Doubts over the legitimacy of the SNP’s Independence strategy might be negating any impact on the Pound now, but the currency is unlikely to remain so resilient should the possibility of a sterling-wielding Scotland, independent of both the UK and EU, become a real possibility.

The most recent figures put Scotland’s annual public spending deficit at 9.5% of GDP. Currently, that’s propped up by a transfer between Scotland and the UK of around £9 billion, but an Independent Scotland would have to dramatically cut public spending or significantly increase taxes to compensate. Either could lead to a serious contraction of the domestic economy. A significant increase in taxes (recent estimates suggest an annual hike of GBP £1,000 per person would be needed to offset current spending) or cuts in public spending are likely to have a negative impact on pivotal industries such as retail, construction, tourism, and agriculture. This is before we account for any future decisions on the division of national debt between Scotland and the rest of the UK, and the impact a divide would have on the job market.

To add to these economic woes, an Independent Scotland without the Euro to fall back on would have few choices but to dollarize sterling (i.e., use the Pound outside of an official currency union). This would rob Holyrood of any control over the management of the monetary framework and severely limit its ability to provide liquidity to the financial sector at a time of massive upheaval.

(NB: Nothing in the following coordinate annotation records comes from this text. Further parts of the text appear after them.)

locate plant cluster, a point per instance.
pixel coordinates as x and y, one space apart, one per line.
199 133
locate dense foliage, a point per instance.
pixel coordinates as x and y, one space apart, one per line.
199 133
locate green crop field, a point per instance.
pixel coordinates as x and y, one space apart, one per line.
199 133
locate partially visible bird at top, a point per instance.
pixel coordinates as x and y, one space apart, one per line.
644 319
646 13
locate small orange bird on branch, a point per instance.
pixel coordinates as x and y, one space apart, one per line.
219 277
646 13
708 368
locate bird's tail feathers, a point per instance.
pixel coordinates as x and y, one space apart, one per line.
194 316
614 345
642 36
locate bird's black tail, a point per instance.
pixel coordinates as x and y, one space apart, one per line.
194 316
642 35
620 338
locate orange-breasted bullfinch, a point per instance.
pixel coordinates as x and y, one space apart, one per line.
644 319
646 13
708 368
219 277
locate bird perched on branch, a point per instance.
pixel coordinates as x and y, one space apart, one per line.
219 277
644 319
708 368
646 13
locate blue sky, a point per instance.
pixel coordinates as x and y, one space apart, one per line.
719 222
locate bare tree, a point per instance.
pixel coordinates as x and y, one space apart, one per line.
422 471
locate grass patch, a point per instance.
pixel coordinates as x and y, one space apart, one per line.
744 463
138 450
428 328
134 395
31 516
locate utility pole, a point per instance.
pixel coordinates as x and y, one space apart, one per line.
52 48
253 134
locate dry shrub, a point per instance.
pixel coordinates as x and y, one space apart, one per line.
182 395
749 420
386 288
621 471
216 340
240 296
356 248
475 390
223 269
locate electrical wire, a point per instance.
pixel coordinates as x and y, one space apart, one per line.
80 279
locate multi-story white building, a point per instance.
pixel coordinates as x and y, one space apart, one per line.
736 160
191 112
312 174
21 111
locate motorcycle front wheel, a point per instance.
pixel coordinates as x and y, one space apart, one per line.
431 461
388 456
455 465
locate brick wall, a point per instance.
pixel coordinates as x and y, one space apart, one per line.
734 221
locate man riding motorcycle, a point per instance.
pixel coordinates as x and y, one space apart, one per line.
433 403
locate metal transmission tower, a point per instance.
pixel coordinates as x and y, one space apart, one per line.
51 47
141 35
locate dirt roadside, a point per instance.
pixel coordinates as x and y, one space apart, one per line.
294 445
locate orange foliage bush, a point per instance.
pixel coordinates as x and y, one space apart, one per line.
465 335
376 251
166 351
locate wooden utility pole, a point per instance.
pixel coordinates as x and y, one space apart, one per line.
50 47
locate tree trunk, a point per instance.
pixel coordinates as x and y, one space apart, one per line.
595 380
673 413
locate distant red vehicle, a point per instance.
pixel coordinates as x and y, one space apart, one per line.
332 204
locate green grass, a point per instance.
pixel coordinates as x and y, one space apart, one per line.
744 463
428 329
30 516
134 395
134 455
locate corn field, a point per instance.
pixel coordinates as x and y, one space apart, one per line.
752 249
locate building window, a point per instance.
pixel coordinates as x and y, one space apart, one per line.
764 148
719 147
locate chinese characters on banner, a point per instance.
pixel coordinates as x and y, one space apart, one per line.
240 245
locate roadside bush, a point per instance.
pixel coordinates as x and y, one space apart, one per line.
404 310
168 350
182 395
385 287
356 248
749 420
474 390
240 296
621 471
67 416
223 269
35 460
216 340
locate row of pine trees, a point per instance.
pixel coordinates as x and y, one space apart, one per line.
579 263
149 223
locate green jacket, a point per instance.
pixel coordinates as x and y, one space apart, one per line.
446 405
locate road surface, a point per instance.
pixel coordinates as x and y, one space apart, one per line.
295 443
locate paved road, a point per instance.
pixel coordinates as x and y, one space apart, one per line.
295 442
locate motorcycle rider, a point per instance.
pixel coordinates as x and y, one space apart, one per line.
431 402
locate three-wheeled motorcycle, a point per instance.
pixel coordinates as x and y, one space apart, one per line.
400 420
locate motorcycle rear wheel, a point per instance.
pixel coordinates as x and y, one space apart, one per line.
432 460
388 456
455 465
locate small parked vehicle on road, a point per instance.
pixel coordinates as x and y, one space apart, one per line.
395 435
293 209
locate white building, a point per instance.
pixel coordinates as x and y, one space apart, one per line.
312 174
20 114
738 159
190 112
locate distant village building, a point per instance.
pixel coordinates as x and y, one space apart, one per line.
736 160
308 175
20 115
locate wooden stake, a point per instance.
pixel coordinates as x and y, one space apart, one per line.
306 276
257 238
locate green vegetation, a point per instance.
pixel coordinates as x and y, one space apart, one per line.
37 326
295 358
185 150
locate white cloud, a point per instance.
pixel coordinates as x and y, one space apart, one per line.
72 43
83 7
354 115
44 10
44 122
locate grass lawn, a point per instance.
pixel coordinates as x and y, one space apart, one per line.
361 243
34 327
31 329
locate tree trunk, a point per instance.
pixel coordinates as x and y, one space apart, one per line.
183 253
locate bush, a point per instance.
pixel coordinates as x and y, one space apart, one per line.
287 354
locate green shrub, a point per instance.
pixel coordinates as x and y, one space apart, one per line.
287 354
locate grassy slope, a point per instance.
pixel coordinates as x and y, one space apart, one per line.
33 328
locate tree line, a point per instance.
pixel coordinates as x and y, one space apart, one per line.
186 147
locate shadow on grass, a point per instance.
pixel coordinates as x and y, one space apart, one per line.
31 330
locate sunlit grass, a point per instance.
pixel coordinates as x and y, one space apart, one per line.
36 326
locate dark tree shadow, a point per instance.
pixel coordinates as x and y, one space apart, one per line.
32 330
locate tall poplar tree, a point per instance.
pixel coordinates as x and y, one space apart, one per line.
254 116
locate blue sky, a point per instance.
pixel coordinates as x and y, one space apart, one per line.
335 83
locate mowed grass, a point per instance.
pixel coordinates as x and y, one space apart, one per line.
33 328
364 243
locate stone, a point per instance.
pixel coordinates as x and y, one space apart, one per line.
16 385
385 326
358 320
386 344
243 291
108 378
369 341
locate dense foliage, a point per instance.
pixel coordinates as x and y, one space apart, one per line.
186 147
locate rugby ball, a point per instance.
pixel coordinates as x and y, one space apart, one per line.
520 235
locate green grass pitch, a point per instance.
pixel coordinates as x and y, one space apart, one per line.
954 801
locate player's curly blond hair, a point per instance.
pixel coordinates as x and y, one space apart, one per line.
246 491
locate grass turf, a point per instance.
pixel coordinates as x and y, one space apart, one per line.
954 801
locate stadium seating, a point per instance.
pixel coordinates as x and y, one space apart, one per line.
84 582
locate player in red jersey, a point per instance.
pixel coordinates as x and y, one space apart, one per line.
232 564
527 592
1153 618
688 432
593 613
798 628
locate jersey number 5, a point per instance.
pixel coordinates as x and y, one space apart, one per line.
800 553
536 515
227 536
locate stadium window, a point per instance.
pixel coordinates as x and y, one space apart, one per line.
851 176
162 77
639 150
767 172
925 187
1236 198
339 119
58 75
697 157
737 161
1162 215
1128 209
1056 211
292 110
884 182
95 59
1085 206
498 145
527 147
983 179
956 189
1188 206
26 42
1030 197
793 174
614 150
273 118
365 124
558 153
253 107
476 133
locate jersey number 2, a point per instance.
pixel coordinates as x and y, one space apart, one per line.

An alternative could be to copy the 1926 example of the Irish Free State, and create a Scottish currency anchored to sterling. Scotland would gain some economic controls while maintaining the stability of the Pound and neatly side-step any additional costs associated with trading with the rest of the United Kingdom.

Of course, this assumes that the Pound will weather Brexit intact. The growing threat of an independence vote in Scotland destabilizing the United Kingdom could create further uncertainty and weigh heavily on investor sentiment; faith in sterling is likely to plummet should both Scotland and the rest of the UK extradite themselves from the tangle of long-established unions at the same time. The Pound did navigate the first independence referendum in 2014 well, only dropping to five month lows as voting day hit the horizon and public sentiment swung towards an out vote. By post-Brexit standards though, that low ($1.611) now seems positively buoyant. A second Scexit – with or without European support – could very well lampoon the floundering currency. Uncertainty revolving around Brexit has already made the outlook for Sterling bearish, with the Scottish referendum development encouraging bears to install renewed rounds of selling. Since the Brexit shocker back in the June 2016, the GBPUSD has traded in a very wide range, but Scexit might well act as a catalyst for another market shaking selloff.